How to Pick the Right Horror Movie Tonight
| If you want… | Watch this | Runtime |
| To be genuinely scared | The Ritual, Creep | 94 / 82 min |
| Emotional + terrifying | His House | 93 min |
| Psychological slow-burn | Gerald’s Game, Under the Shadow | 103 / 84 min |
| Fun with a group | Thrash, Fear Street 1994 | 83 / 107 min |
| International cinema | Train to Busan, Under the Shadow | 118 / 84 min |
| Hidden gem status | The Autopsy of Jane Doe | 86 min |
| A safe entry into horror | Bird Box | 124 min |
| Creature + emotional depth | Godzilla Minus One | 125 min |
3 Mistakes People Make Picking Horror Movies
- Choosing by popularity over fit: Thrash is No. 1 globally right now, but if you want atmospheric dread, it will disappoint. The movie you want depends on what kind of scared you are looking for.
- Skipping international films: Train to Busan (95% RT), Under the Shadow (99% RT), and Tigers Are Not Afraid are among the strongest horror films on any streaming service right now. Subtitles take 10 minutes to adjust to. The films are worth it.
- Judging by trailer alone: The Autopsy of Jane Doe has a quiet, almost clinical trailer that undersells the experience. His House trailers focus on jump scares when the real horror is slower and deeper than that. Read a brief description of the sub-genre first, then decide.
Key Takeaway
The best horror movies on Netflix in 2026 are not all the most watched ones. His House has more lasting impact than most of Netflix’s biggest releases. The Autopsy of Jane Doe will stay with you longer than anything trending right now. Train to Busan will make you feel more than almost anything else in the genre.
Match the film to your mood, not the algorithm’s suggestion. This list gives you the map to do that.
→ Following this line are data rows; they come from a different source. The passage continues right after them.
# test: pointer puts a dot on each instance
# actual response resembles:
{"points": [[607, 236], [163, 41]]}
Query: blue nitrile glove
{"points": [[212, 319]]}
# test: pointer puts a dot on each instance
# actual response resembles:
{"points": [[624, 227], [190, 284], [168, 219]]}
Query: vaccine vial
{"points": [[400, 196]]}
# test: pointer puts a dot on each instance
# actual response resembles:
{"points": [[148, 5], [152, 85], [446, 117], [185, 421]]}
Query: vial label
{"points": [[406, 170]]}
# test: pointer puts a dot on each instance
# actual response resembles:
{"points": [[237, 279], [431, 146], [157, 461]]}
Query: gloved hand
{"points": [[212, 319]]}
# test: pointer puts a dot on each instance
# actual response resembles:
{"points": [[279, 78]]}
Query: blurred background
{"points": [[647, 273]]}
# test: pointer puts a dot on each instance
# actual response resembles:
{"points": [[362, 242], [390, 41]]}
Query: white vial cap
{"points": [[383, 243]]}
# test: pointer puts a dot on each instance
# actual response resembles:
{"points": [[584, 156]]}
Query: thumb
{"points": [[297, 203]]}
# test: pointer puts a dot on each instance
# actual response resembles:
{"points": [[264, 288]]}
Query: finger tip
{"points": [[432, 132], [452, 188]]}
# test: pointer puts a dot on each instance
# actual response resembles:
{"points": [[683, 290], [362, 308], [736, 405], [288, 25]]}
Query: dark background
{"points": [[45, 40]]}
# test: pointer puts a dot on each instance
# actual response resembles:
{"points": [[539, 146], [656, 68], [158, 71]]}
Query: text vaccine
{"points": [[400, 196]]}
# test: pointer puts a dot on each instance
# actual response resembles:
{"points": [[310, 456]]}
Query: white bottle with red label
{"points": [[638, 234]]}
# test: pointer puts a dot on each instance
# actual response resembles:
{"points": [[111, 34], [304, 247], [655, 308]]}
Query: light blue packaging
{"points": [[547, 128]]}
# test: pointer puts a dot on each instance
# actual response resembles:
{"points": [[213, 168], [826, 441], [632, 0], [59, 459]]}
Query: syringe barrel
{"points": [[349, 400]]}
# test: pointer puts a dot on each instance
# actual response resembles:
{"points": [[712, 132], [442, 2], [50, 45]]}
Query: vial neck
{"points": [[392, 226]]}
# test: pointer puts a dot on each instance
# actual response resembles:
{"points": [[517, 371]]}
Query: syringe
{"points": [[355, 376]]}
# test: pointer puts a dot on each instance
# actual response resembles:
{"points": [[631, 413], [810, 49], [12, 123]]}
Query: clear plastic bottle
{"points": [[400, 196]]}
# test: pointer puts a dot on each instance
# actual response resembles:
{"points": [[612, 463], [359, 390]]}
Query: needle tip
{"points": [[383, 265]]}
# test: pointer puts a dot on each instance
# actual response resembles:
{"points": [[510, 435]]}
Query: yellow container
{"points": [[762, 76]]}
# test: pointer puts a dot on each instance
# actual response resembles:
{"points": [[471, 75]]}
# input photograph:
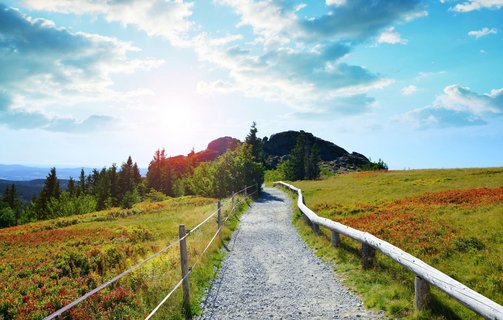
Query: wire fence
{"points": [[189, 232]]}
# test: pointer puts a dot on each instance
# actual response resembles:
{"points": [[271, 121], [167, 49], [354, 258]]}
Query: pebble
{"points": [[271, 273]]}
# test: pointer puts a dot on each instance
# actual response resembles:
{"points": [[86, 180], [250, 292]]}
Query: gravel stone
{"points": [[271, 273]]}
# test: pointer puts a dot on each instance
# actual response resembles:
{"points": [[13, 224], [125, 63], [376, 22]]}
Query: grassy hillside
{"points": [[46, 265], [452, 219]]}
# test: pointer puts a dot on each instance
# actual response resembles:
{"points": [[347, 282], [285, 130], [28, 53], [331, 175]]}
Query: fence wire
{"points": [[136, 266]]}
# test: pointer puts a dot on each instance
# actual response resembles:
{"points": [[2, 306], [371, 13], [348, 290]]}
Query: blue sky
{"points": [[87, 83]]}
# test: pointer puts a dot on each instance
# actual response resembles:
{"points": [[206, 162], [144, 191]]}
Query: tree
{"points": [[7, 217], [256, 144], [295, 166], [50, 190], [12, 199], [81, 186], [313, 164], [71, 187]]}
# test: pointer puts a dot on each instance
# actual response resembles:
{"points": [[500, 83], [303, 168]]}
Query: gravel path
{"points": [[270, 272]]}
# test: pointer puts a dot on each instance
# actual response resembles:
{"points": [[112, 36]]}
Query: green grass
{"points": [[45, 265], [451, 219]]}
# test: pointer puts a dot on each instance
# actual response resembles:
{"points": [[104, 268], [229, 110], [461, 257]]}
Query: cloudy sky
{"points": [[89, 82]]}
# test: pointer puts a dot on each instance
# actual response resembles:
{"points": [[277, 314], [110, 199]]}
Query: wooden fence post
{"points": [[422, 292], [184, 262], [219, 220], [368, 256], [336, 239]]}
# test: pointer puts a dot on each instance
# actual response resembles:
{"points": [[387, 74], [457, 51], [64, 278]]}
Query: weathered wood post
{"points": [[184, 262], [422, 292], [336, 239], [368, 256], [232, 202], [219, 220]]}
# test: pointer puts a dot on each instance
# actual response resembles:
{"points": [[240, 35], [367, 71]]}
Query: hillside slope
{"points": [[451, 219], [46, 265]]}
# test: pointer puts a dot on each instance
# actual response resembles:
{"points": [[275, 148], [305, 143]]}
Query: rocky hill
{"points": [[278, 146]]}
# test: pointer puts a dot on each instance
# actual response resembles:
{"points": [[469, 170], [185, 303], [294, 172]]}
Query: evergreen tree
{"points": [[51, 190], [114, 185], [295, 167], [81, 186], [257, 145], [136, 174], [313, 163], [71, 187], [12, 199]]}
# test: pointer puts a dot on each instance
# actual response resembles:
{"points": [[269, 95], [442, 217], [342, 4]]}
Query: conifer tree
{"points": [[71, 187], [312, 163], [51, 190], [257, 145], [81, 186], [13, 200]]}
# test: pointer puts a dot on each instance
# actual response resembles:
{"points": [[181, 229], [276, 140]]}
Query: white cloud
{"points": [[45, 66], [163, 18], [472, 5], [300, 7], [390, 36], [408, 90], [457, 106], [460, 98], [483, 32], [335, 2]]}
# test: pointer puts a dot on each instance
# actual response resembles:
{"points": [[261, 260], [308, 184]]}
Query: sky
{"points": [[89, 82]]}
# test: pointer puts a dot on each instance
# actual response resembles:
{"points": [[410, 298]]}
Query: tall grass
{"points": [[451, 219], [45, 265]]}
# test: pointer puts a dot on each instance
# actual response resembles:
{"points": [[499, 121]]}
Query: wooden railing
{"points": [[425, 274]]}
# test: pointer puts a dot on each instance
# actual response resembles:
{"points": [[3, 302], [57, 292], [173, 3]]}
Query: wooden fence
{"points": [[425, 274]]}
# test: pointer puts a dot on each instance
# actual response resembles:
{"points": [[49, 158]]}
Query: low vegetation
{"points": [[46, 265], [451, 219]]}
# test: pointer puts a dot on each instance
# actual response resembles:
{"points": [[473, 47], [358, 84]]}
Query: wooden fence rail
{"points": [[425, 274]]}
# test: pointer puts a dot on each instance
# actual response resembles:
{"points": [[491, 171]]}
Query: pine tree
{"points": [[313, 163], [295, 167], [136, 174], [51, 190], [114, 185], [13, 200], [257, 146], [81, 186], [71, 187]]}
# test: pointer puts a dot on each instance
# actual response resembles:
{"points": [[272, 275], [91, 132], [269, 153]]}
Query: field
{"points": [[451, 219], [46, 265]]}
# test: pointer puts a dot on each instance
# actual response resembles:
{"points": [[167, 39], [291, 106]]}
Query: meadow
{"points": [[451, 219], [48, 264]]}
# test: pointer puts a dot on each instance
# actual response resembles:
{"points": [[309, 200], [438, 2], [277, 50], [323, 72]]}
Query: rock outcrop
{"points": [[335, 158]]}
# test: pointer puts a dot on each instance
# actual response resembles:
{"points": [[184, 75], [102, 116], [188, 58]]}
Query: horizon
{"points": [[414, 83]]}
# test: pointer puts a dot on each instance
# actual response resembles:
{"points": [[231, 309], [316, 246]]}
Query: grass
{"points": [[46, 265], [450, 219]]}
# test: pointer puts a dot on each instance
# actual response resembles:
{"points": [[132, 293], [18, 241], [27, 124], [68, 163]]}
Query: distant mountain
{"points": [[217, 147], [25, 173], [28, 189], [278, 146]]}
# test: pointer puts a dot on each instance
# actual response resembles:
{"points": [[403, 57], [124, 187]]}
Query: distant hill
{"points": [[217, 147], [278, 146], [28, 189], [25, 173]]}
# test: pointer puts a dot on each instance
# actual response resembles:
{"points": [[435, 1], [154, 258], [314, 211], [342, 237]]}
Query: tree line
{"points": [[101, 189], [124, 186]]}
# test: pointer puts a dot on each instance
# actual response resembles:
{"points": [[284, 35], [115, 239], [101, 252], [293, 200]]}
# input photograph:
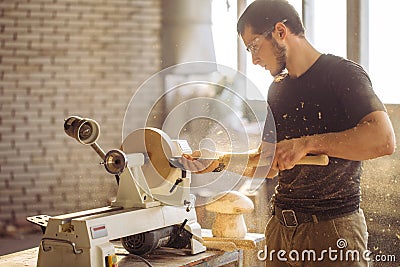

FAQ: Scary Movies on Netflix 2026
What is the scariest movie on Netflix right now?
The Ritual and Creep are consistently the most effective for sustained dread and atmosphere. Creep in particular builds through character rather than jump scares, which makes the fear harder to shake off after watching.
Are there new horror movies on Netflix in 2026?
Yes. Thrash (released April 10, 2026) is currently the No. 1 movie globally on Netflix. It is a creature-disaster thriller involving sharks and a Category 5 hurricane, starring Phoebe Dynevor and Djimon Hounsou. Stephen King publicly praised it.
Which Netflix horror movies are underrated hidden gems?
The Autopsy of Jane Doe (86% RT) and Tigers Are Not Afraid are both significantly overlooked. His House has a perfect 100% on Rotten Tomatoes but many subscribers still have not discovered it.
Are Netflix original horror movies actually worth watching?
Several are genuinely excellent. His House holds a 100% on Rotten Tomatoes and premiered at Sundance. Gerald’s Game is one of the best Stephen King adaptations ever made. Fear Street is a solid slasher revival. Bird Box has cultural staying power.
What is the best horror movie for someone who does not usually watch horror?
Bird Box is the most accessible starting point, it functions as a thriller with horror elements. Train to Busan is another excellent gateway because the drama is strong enough to carry viewers who do not typically enjoy the genre.
What is the best zombie horror movie on Netflix?
Train to Busan, without question. It holds 95% on Rotten Tomatoes and is ranked No. 2 on RT’s list of the 100 best zombie films ever made.
What is trending in horror on Netflix right now?
As of April 2026, Thrash is the top horror title globally. Among critically acclaimed options currently streaming, His House, Gerald’s Game, and Train to Busan remain consistently high performers.